Idealistic and Scrooge-like
At a recent birthday party, I had the joy of meeting a fellow UBC School of Social Work alumni, whom I had not seen since our 1976 graduation. As we renewed our friendship, he gave me a Charles Dickens biography as a Christmas present. This sent me to our local library to get out numerous Dickens books, biographies and movies. Dickens was perhaps the first true celebrity in the modern sense. While many of us love the beauty of Shakespeare, Dickens remains more accessible to most English-speaking people.
Why have Dickens’ books continued to speak to us 150 years later? Perhaps it is because of Dickens’ suffering in his painful childhood. His parents moved more than 20 times in 18 years. Since Dickens’ father was sent to debtors’ prison and Charles Dickens to a blacking factory, he was able to tell compelling stories of degradation and abuse. The average Londoner in the 1840s died by age 27, with almost half of the deaths being children under the age of 10. Dickens was deeply disturbed by the poverty, hunger, and ignorance, as well as by the indifference of the rich and powerful to the widespread suffering. George Bernard Shaw said that Dickens’ book Little Dorritt is more seditious than Karl Marx’s Das Kapital.

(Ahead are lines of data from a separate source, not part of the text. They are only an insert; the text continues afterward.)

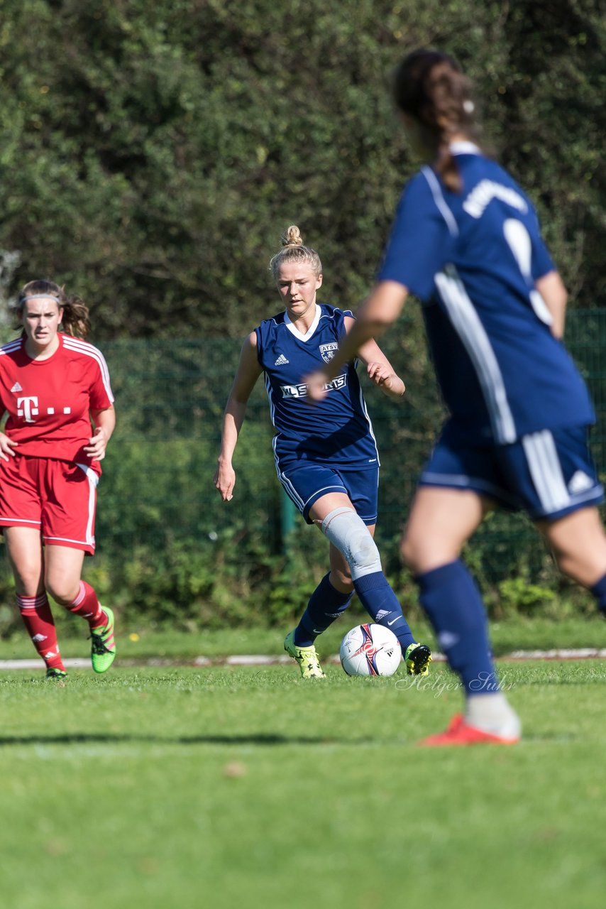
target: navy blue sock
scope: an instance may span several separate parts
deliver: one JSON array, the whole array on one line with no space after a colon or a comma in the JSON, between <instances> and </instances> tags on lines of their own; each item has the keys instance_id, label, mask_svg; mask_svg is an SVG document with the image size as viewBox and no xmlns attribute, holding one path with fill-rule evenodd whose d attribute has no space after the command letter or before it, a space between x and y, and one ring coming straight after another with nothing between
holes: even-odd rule
<instances>
[{"instance_id":1,"label":"navy blue sock","mask_svg":"<svg viewBox=\"0 0 606 909\"><path fill-rule=\"evenodd\" d=\"M383 573L377 571L372 574L364 574L353 582L353 586L373 621L392 631L405 654L406 647L414 644L414 635Z\"/></svg>"},{"instance_id":2,"label":"navy blue sock","mask_svg":"<svg viewBox=\"0 0 606 909\"><path fill-rule=\"evenodd\" d=\"M329 573L330 574L330 573ZM297 647L309 647L318 634L326 631L349 605L353 594L342 594L324 574L309 598L307 608L294 629L293 641Z\"/></svg>"},{"instance_id":3,"label":"navy blue sock","mask_svg":"<svg viewBox=\"0 0 606 909\"><path fill-rule=\"evenodd\" d=\"M496 674L486 611L472 575L460 560L418 574L420 599L451 669L468 694L493 694Z\"/></svg>"},{"instance_id":4,"label":"navy blue sock","mask_svg":"<svg viewBox=\"0 0 606 909\"><path fill-rule=\"evenodd\" d=\"M606 574L600 578L598 583L594 584L590 589L598 601L598 609L604 618L606 618Z\"/></svg>"}]
</instances>

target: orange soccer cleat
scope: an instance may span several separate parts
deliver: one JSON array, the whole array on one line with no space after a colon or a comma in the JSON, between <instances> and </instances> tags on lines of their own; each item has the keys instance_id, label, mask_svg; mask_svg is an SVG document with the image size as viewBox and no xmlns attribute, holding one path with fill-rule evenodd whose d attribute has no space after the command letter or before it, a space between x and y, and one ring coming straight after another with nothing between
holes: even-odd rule
<instances>
[{"instance_id":1,"label":"orange soccer cleat","mask_svg":"<svg viewBox=\"0 0 606 909\"><path fill-rule=\"evenodd\" d=\"M441 748L447 745L515 744L519 741L519 735L495 735L493 733L485 733L483 729L470 726L465 723L462 714L456 714L451 720L445 733L438 733L437 735L428 735L427 738L422 739L417 744L429 748Z\"/></svg>"}]
</instances>

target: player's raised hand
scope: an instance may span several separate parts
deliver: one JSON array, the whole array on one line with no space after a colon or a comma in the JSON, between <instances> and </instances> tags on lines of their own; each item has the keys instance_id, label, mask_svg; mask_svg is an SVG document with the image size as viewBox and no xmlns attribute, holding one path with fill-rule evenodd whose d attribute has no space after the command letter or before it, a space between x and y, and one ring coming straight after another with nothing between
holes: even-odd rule
<instances>
[{"instance_id":1,"label":"player's raised hand","mask_svg":"<svg viewBox=\"0 0 606 909\"><path fill-rule=\"evenodd\" d=\"M0 458L3 461L8 461L10 458L15 457L13 449L16 448L18 445L18 442L13 442L5 433L0 433Z\"/></svg>"},{"instance_id":2,"label":"player's raised hand","mask_svg":"<svg viewBox=\"0 0 606 909\"><path fill-rule=\"evenodd\" d=\"M235 485L235 471L231 464L219 464L213 482L216 489L221 493L224 502L231 502L233 498L233 487Z\"/></svg>"},{"instance_id":3,"label":"player's raised hand","mask_svg":"<svg viewBox=\"0 0 606 909\"><path fill-rule=\"evenodd\" d=\"M396 395L404 394L404 383L399 375L396 375L389 364L369 363L366 365L366 374L371 382L378 385L382 391L391 392Z\"/></svg>"},{"instance_id":4,"label":"player's raised hand","mask_svg":"<svg viewBox=\"0 0 606 909\"><path fill-rule=\"evenodd\" d=\"M107 447L107 436L103 426L96 426L94 432L88 440L88 445L84 445L84 453L93 461L103 461L105 456Z\"/></svg>"}]
</instances>

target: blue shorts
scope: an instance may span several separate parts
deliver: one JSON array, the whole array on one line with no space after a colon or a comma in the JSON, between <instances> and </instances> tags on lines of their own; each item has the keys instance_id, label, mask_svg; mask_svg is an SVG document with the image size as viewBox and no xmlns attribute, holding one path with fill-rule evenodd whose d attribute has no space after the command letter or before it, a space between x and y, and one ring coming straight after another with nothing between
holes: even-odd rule
<instances>
[{"instance_id":1,"label":"blue shorts","mask_svg":"<svg viewBox=\"0 0 606 909\"><path fill-rule=\"evenodd\" d=\"M419 484L470 489L533 520L554 521L604 497L587 426L542 429L502 445L465 438L447 423Z\"/></svg>"},{"instance_id":2,"label":"blue shorts","mask_svg":"<svg viewBox=\"0 0 606 909\"><path fill-rule=\"evenodd\" d=\"M328 493L344 493L349 495L352 504L366 524L377 523L379 468L347 470L327 467L310 461L287 467L278 472L278 479L293 499L307 524L309 510L314 502Z\"/></svg>"}]
</instances>

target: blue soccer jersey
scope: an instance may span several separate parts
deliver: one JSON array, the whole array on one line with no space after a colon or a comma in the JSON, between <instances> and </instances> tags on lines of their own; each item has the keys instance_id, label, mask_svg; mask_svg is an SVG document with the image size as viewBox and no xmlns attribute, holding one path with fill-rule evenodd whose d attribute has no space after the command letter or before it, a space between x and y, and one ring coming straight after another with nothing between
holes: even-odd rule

The ideals of family life and generosity to the poor in Dickens’ classic A Christmas Carol continue to strike a chord today with countless millions. Dickens, like many of us, was at his best at Christmas, letting down his hair, resting from his frenetic writing, and enjoying the warmth of family and good food. Dickens had a very deep faith in the Christ of Christmas. The last Dickens book The Life of Our Lord was published posthumously 85 years later. Written for his 10 children, it shows both his love for Jesus and one’s neighbours: “My dear children, I am very anxious that you should know something about the History of Jesus Christ. For everybody ought to know about Him. No one ever lived, who was so good, so kind, so gentle, and so sorry for all people who did wrong, or were in anyway ill or miserable, as he was.”
Despite his high ideals, Dickens was often tempted to be a Scrooge. The financial pressure was enormous and unrelenting. With little initial profit from A Christmas Carol, Dickens wrote: “I shall be ruined beyond all mortal hope of redemption.” Fortunately for Dickens, Americans turned A Christmas Carol into a bestseller. Dickens visited the United States twice, both times being treated like a Hollywood superstar, even being chased by paparazzi.
Marrying on the rebound, Dickens chose a wife to whom he was not romantically attracted. Catherine Hogarth Dickens did not live up to his fictional ideals of women who were perpetually young, attractive, thin, and emotionally passionate. While she loved being at home looking after her large family, he wanted to be on the go, particularly abroad. The more anxious Dickens became, the faster he went and the slower Catherine went. Before he developed painful gout, he would walk 12 miles every night. It was his way of both de-escalating and carefully observing his environment for new book material. Dickens commented: “If I couldn’t walk fast and far, I should just explode and perish.”
Sadly, after a marital conflict, Dickens had a partition built in their bedroom, cutting himself off from his wife. Rather than celebrate his wife’s very different personality, he resented her for not being just like himself: “…nothing on earth could make her understand me, or suit us for each other. Her temperament will not go with mine…no one can help me.” Because he had never forgiven his mother for trying to send him back to the blacking factory, it poisoned his relations with his wife: “I never afterward forgot, I never shall forget, I never can forget, that my mother was warm for my being sent back.” Bitterness betrays our highest ideals and turns us into Scrooges. Dickens, under pressure, portrayed himself as a victim, blaming others rather than owning his personal baggage. Remarkably his wife Catherine stayed loyal to her painful husband, going to productions of his work and keeping up with his publications even after the divorce. In the midst of his rejecting his wife, many friendships were cut off, publishers fired, theatricals ended, family vacations ceased, and his charitable work with heiress Angela Burdett-Coutts brought to an end. The breakup of Dickens’ marriage and the secret infatuation that he had with Nelly Ternan wore Dickens out. In the last part of his life, he was as sick as his secrets, exhausted by his cover-ups. Despite Dickens’ tragic male/female relationships, his unforgettable vision for a better society still speaks to us in the early 21st Century.